How long does it take to pay off debt through a DMP?
DMPs, by regulation, cannot project debt repayment past 5 years. Most DMP clients who complete the program pay off their debt within three to five years.
How much debt does an individual have to have to participate in a DMP?
Most legitimate credit counselors do not set limits on the how little or how much debt clients must have to enroll in their Debt Management Program.
What are the steps to signing up on a DMP?
First, individuals contact the Credit Counseling Agency and go through a no-obligation credit counseling session to determine if they are in the position to repay creditors on their own, through a Debt Management Plan, or if it might be more appropriate to refer them to a bankruptcy attorney.
The individual and the counselor look over the household budget and the circumstances of the individual’s debt. If the counselor and the individual agree that enrolling in a DMP will be beneficial, then they complete the enrollment agreement, pay the enrollment fee, and sign up for automated monthly payments through their checking account.
After that, it is the individual’s responsibility to ensure there are sufficient funds to cover the set monthly payment. It is the Credit Counseling Agency’s responsibility to work with the creditors on the proposed program, draw the funds, disperse them to the creditors within just a few days, and provide superior customer service.
Rather than signing up for a DMP, shouldn’t I just use the equity in my home to pay off my credit card debt?
As we’ve seen in recent years, a falling real estate market can present various financial dangers to homeowners in general.

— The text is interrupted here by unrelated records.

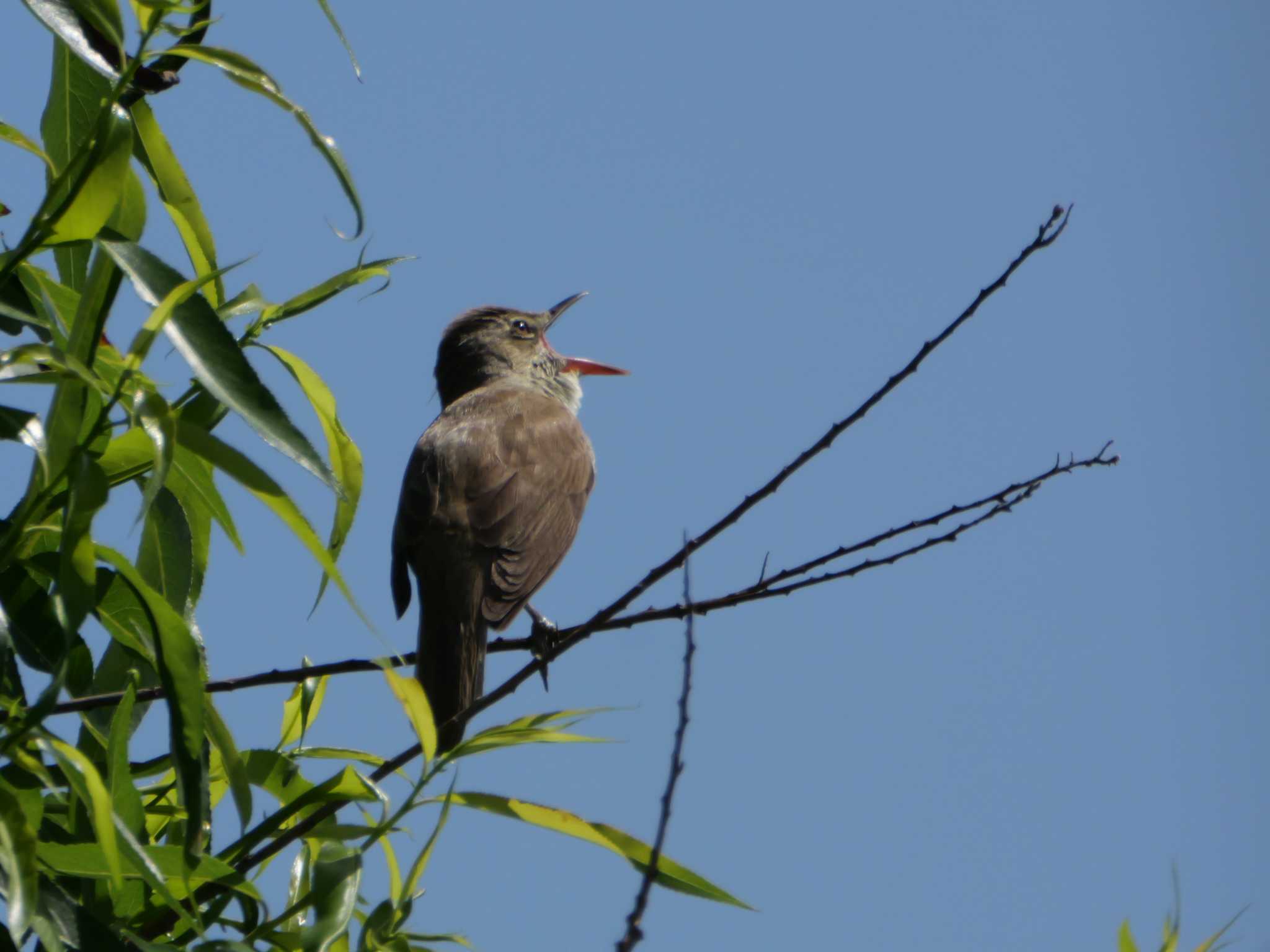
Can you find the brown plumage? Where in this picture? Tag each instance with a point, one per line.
(492, 495)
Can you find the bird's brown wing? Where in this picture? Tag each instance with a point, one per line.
(508, 467)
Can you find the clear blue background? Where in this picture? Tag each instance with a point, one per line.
(1002, 743)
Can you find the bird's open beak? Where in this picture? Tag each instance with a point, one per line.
(579, 364)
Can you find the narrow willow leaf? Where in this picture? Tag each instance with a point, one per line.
(87, 783)
(343, 40)
(164, 863)
(180, 671)
(299, 886)
(56, 302)
(45, 357)
(123, 795)
(670, 874)
(24, 427)
(75, 94)
(84, 215)
(215, 358)
(178, 197)
(247, 74)
(8, 134)
(327, 289)
(335, 875)
(249, 300)
(166, 555)
(235, 770)
(259, 484)
(414, 702)
(420, 862)
(18, 861)
(161, 426)
(346, 459)
(301, 707)
(59, 15)
(76, 580)
(128, 218)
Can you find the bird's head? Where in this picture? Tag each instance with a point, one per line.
(491, 343)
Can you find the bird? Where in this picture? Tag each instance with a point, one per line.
(492, 495)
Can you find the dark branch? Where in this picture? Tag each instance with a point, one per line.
(1046, 236)
(634, 933)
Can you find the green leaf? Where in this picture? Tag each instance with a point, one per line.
(670, 874)
(327, 289)
(87, 783)
(18, 861)
(100, 192)
(24, 427)
(178, 197)
(301, 708)
(76, 583)
(343, 40)
(8, 134)
(161, 426)
(414, 702)
(59, 15)
(75, 94)
(263, 488)
(420, 862)
(166, 557)
(123, 795)
(235, 770)
(58, 302)
(247, 74)
(337, 873)
(179, 664)
(128, 218)
(346, 459)
(164, 863)
(215, 358)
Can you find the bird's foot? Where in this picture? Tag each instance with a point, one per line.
(543, 639)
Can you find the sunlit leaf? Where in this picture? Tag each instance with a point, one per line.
(335, 875)
(123, 794)
(301, 707)
(180, 672)
(247, 74)
(161, 426)
(414, 702)
(76, 583)
(228, 460)
(178, 197)
(670, 874)
(24, 427)
(88, 786)
(327, 289)
(215, 358)
(166, 553)
(8, 134)
(334, 25)
(75, 94)
(102, 190)
(346, 459)
(18, 861)
(235, 770)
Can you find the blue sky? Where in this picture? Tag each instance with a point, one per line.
(1003, 742)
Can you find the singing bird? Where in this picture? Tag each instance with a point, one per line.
(492, 495)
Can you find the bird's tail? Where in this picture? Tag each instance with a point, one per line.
(451, 663)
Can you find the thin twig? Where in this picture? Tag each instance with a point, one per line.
(634, 933)
(290, 676)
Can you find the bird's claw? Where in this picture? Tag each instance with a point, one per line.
(543, 640)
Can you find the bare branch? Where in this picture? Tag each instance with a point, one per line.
(634, 933)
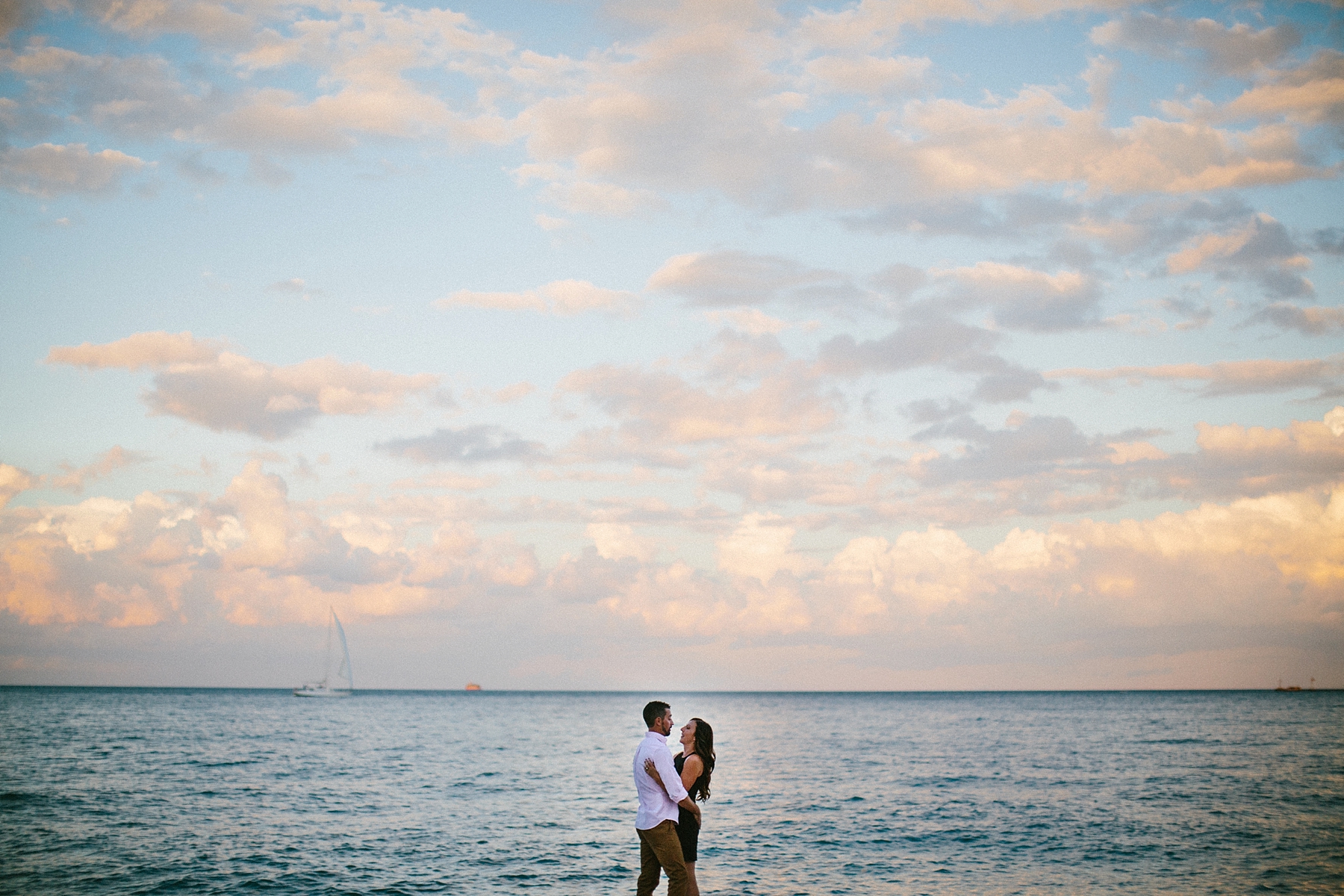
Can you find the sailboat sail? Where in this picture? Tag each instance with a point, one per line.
(344, 672)
(344, 675)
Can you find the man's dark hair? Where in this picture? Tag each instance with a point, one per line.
(653, 711)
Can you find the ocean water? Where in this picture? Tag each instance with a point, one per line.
(255, 791)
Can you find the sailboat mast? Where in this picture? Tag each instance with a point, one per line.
(327, 664)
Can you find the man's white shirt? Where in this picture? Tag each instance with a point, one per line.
(656, 803)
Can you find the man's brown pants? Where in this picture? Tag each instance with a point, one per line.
(659, 848)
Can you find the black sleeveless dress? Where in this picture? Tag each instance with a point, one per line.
(687, 828)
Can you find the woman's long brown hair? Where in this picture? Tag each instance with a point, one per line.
(705, 750)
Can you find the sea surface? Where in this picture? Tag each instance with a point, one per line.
(255, 791)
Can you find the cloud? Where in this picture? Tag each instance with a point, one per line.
(759, 547)
(470, 445)
(202, 383)
(250, 555)
(1310, 321)
(1263, 250)
(137, 351)
(50, 169)
(1026, 299)
(1234, 50)
(1036, 445)
(933, 341)
(750, 320)
(1307, 94)
(915, 344)
(662, 408)
(13, 481)
(114, 458)
(727, 279)
(295, 287)
(868, 75)
(616, 541)
(564, 297)
(1223, 378)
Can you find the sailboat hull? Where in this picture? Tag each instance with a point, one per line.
(320, 692)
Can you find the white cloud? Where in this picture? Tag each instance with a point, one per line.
(50, 169)
(202, 383)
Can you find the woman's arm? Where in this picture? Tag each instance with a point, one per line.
(691, 770)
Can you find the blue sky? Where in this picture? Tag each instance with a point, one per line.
(848, 346)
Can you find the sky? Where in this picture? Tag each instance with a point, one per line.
(718, 344)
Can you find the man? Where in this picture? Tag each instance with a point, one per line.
(656, 820)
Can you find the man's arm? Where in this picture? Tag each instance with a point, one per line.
(667, 771)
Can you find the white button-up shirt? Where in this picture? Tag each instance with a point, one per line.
(656, 803)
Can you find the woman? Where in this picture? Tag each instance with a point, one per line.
(695, 765)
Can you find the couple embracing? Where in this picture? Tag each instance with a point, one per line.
(670, 821)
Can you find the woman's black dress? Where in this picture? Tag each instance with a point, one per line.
(687, 828)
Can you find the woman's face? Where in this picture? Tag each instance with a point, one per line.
(688, 735)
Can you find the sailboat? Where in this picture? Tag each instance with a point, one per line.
(344, 675)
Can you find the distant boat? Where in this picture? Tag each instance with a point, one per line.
(344, 673)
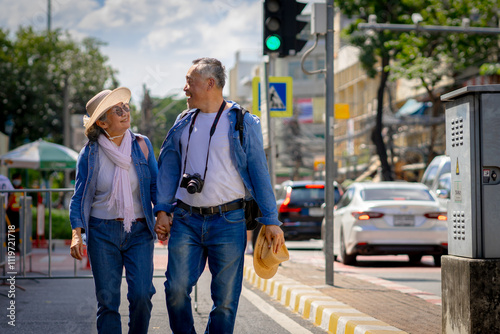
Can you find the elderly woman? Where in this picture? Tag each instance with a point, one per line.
(112, 204)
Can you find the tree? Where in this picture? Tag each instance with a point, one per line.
(161, 115)
(429, 57)
(376, 52)
(36, 69)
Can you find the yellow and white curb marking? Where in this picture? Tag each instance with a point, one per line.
(323, 310)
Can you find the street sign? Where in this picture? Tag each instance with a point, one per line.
(280, 96)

It may also completely erase the equity the owner has in the home. Still, as lenders are quick to point out, there are some tax advantages to using a home equity loan or line of credit to pay off high-interest credit card balances.
However, what such lenders usually ignore or fail to mention is that in about 70% of all such cases, the borrower will, within just one to two years, use those same paid off credit cards to build their debt back up to their original balances… at the same time that they will have a home equity payment due each month. Failing to pay a home equity loan may very well lead to foreclosure.
What happens if I start a DMP and have to quit mid-program?
Because of certain regulatory issues, creditors may not be able to offer the individual more DMP concessions within the next five years. Typically, they return the individual’s credit card accounts to their previous interest rates. There are no penalties charged by the Credit Counseling Agency.
Do Credit Counseling Agencies offer any other services to assist individuals?
Nonprofit Credit Counseling Agencies provide financial education program and materials to their clients and, if they are genuine, to the general public. Many of these programs are free and available via the Internet. Others, such as seminars, may charge a reasonable fee.
If I participate in a DMP, can I still get a mortgage, car loan, or credit cards while on the program?
While policies governing such loans vary from lender to lender, it is still possible to qualify for a mortgage while on a Debt Management Program. The same can be said of car loans. However, a letter from the Credit Counseling Agency stating that you have made a certain number of on-time monthly payments is often required by the new lender. It should be the individual’s and the Credit Counseling Agency’s goal to avoid ALL credit card and other unsecured debts while on the DMP. Consequently, the individual is unlikely to qualify for credit cards while on the DMP.